- Born: December 28, 1985 (age 40)
- Genres: Contemporary classical music, Classical music, Baroque music, Early music, a cappella
- Occupations: Musician; singer;
- Instruments: Vocals, piano
- Years active: 2011–present
- Website: esteligomez.com

= Estelí Gomez =

American singer

Estelí Gomez (born December 28, 1985) is an American singer. She is a multiple Grammy Award winning musician.

In addition to her solo touring and recording career, Gomez is a founding member of Roomful of Teeth, recipients of the 2014 Grammy for "Best Chamber Music/Small Ensemble Performance", and they also performed at the 2015 ceremony. Roomful of Teeth was nominated again in 2016 for the album, Render.

Gomez received her second Grammy in 2017 for collaborating on the opening track of Yo-Yo Ma and the Silk Road Ensemble's Sing Me Home, which won in the category of "Best World Music Album" along with fellow Roomful of Teeth members Caroline Shaw, Cameron Beauchamp and Virginia Warnken Kelsey. She received her third Grammy for "Best Chamber Music/Small Ensemble Performance" in 2024 for her collaboration on Roomful of Teeth's record Rough Magic.

==Biography==
Gomez was born in Watsonville, California. She received her undergraduate degree from Yale, and a masters from McGill, where she studied with Sanford Sylvan.

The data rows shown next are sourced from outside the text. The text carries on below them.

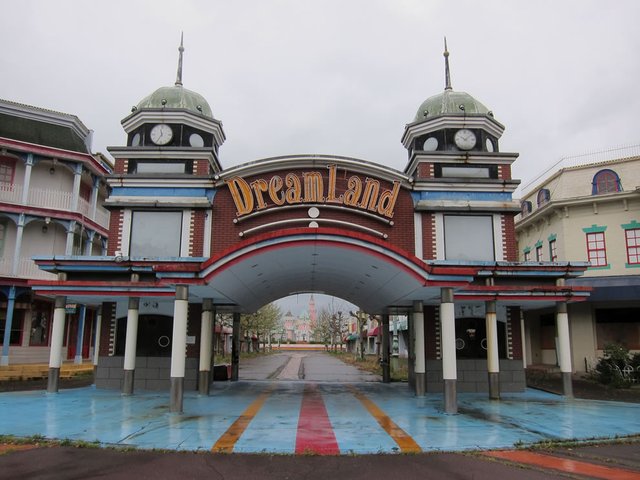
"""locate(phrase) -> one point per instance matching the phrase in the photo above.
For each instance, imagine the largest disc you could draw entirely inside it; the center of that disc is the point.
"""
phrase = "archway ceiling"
(370, 281)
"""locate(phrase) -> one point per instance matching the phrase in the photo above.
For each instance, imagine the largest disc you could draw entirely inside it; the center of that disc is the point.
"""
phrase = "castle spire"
(447, 74)
(180, 49)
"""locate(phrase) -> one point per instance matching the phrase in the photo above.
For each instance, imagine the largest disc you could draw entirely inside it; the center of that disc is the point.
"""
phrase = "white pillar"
(27, 179)
(57, 337)
(179, 347)
(130, 344)
(420, 355)
(493, 359)
(77, 177)
(96, 343)
(448, 340)
(206, 340)
(564, 347)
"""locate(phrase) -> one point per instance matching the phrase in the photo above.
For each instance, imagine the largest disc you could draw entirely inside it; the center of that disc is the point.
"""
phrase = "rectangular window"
(155, 234)
(553, 251)
(633, 246)
(468, 237)
(596, 249)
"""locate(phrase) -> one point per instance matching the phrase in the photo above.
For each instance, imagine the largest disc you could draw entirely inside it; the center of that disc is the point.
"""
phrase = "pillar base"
(177, 394)
(494, 385)
(204, 382)
(420, 384)
(127, 382)
(450, 396)
(53, 380)
(567, 384)
(386, 372)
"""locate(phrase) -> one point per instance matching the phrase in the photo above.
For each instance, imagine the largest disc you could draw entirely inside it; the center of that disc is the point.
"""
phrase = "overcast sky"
(337, 76)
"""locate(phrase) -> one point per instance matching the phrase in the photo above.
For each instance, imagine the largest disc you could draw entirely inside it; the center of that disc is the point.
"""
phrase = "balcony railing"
(40, 197)
(26, 268)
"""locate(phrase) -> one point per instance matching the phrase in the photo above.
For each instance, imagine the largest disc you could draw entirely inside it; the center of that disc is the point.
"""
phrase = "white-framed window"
(155, 234)
(469, 237)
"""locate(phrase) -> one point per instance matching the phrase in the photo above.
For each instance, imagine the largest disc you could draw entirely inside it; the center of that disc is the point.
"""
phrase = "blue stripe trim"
(209, 193)
(456, 195)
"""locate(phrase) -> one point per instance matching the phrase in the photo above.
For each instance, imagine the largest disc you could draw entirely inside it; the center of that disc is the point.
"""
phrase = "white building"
(587, 208)
(51, 194)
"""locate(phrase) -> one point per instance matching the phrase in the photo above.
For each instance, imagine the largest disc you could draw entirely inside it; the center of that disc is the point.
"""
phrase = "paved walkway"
(316, 415)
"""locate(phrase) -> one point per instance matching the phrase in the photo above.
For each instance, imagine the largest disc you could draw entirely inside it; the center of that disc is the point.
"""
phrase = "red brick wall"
(121, 166)
(200, 167)
(428, 236)
(115, 231)
(425, 170)
(509, 246)
(196, 234)
(225, 233)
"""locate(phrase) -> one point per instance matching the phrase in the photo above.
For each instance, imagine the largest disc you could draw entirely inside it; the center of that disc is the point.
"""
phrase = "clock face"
(195, 140)
(161, 134)
(465, 139)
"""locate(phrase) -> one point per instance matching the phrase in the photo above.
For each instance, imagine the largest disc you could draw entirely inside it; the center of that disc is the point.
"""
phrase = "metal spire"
(180, 49)
(447, 74)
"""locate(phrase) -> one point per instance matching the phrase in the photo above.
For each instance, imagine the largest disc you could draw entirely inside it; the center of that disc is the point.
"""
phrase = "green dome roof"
(449, 102)
(177, 97)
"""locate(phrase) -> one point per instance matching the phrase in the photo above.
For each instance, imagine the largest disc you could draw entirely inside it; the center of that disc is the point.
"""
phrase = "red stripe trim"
(315, 433)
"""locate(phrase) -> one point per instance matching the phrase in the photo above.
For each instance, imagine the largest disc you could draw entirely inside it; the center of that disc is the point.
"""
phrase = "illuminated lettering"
(294, 190)
(241, 194)
(275, 185)
(313, 187)
(352, 195)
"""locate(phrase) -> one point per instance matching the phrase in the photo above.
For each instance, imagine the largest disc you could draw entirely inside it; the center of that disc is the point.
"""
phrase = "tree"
(330, 326)
(261, 323)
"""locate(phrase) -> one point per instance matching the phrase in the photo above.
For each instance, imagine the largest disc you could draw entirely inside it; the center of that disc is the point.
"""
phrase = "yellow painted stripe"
(228, 440)
(406, 443)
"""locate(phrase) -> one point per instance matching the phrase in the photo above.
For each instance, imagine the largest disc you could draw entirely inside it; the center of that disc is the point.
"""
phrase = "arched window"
(543, 196)
(606, 181)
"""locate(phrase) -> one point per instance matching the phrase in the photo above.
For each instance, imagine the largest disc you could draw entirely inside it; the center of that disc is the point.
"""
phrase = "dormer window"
(525, 208)
(606, 181)
(543, 196)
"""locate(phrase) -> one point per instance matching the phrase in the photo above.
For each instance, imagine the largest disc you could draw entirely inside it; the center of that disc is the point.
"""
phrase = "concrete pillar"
(17, 249)
(27, 179)
(448, 340)
(130, 344)
(57, 337)
(420, 351)
(71, 230)
(179, 347)
(564, 347)
(235, 347)
(11, 302)
(82, 315)
(386, 366)
(96, 343)
(493, 359)
(75, 194)
(206, 341)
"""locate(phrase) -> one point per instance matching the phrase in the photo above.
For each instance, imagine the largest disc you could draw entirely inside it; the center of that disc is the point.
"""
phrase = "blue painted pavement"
(143, 420)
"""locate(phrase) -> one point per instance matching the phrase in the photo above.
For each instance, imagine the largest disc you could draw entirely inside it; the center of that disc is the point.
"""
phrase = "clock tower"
(161, 187)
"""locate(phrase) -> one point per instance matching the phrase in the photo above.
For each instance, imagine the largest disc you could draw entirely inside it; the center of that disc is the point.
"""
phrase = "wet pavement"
(299, 403)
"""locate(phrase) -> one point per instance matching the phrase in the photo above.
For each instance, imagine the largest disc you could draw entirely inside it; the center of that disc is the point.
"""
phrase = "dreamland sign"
(311, 188)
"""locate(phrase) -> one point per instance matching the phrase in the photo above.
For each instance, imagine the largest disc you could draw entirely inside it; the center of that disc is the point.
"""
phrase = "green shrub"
(609, 369)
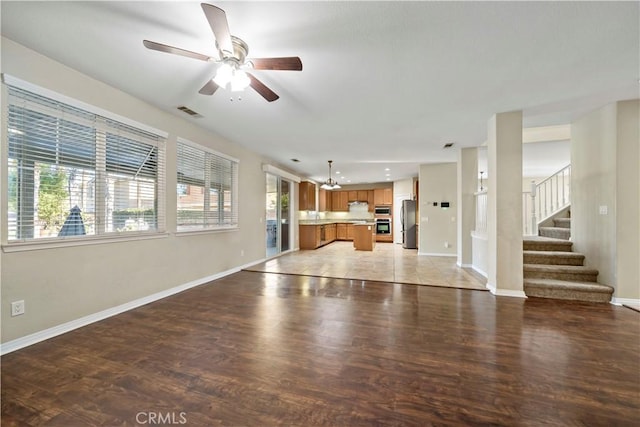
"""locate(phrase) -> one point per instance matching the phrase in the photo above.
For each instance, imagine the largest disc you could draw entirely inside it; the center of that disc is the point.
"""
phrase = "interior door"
(278, 215)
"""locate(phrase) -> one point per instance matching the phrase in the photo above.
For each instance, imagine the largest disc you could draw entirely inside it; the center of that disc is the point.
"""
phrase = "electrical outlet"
(17, 308)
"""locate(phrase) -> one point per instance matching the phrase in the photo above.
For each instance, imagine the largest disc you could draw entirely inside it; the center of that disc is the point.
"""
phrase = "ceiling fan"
(232, 56)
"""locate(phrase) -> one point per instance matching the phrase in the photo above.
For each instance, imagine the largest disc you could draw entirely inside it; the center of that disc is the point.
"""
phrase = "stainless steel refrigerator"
(408, 219)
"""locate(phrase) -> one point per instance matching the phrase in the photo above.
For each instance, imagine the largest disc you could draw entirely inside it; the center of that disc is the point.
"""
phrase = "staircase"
(552, 270)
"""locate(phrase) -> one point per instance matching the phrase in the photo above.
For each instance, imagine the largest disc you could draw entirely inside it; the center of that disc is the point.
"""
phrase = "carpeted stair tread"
(540, 243)
(567, 268)
(553, 257)
(562, 222)
(560, 289)
(572, 273)
(555, 232)
(565, 284)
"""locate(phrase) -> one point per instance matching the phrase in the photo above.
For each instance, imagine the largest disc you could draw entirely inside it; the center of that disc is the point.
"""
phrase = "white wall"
(605, 203)
(64, 284)
(437, 225)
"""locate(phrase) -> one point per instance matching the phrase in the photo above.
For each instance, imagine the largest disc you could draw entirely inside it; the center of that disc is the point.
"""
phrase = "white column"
(467, 186)
(504, 209)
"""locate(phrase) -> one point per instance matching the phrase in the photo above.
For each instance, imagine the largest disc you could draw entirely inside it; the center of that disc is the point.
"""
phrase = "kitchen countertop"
(336, 221)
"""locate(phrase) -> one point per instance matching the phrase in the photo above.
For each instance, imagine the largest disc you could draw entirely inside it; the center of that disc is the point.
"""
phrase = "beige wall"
(604, 157)
(437, 225)
(64, 284)
(628, 200)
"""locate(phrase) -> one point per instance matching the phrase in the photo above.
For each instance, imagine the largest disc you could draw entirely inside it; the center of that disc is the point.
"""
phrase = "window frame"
(102, 116)
(234, 225)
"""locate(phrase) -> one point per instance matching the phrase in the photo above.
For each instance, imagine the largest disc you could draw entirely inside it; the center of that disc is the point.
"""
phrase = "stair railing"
(545, 199)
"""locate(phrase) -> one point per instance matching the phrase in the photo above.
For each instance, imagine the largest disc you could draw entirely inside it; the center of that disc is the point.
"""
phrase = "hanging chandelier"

She first gained international acclaim in 2011 when she received first prize in the Canticum Gaudium International Early Music Vocal Competition in Poznań, Poland.

She has been praised for her "clear, bright voice" in The New York Times, and for an "artistry that belies her young years" in the Kansas City Metropolis, and has been a featured performer at the Kennedy Center, the University of Oregon's Music Today Festival, and many other venues and festivals around the world.

In 2017, she was the featured soloist for the Seattle Symphony's recording of Nielsen: Symphony No 3, Symphony No 4, and toured with Conspirare as a part of its new major work, Considering Matthew Shepard, for the 2017/2018 season. In February 2018, she returned to Carnegie Hall, performing songs by Philip Glass and arranged by Nico Muhly.

In 2019, Gomez joined the faculty of Lawrence University in Appleton, Wisconsin, as an Assistant Professor of Voice.

In 2024, Gomez co-edited the book Historical Performance and New Music: Aesthetics and Practices and co-wrote the chapter "Feeding the Flexible Omnivore: Collaborative Systems in A Far Cry and Roomful of Teeth".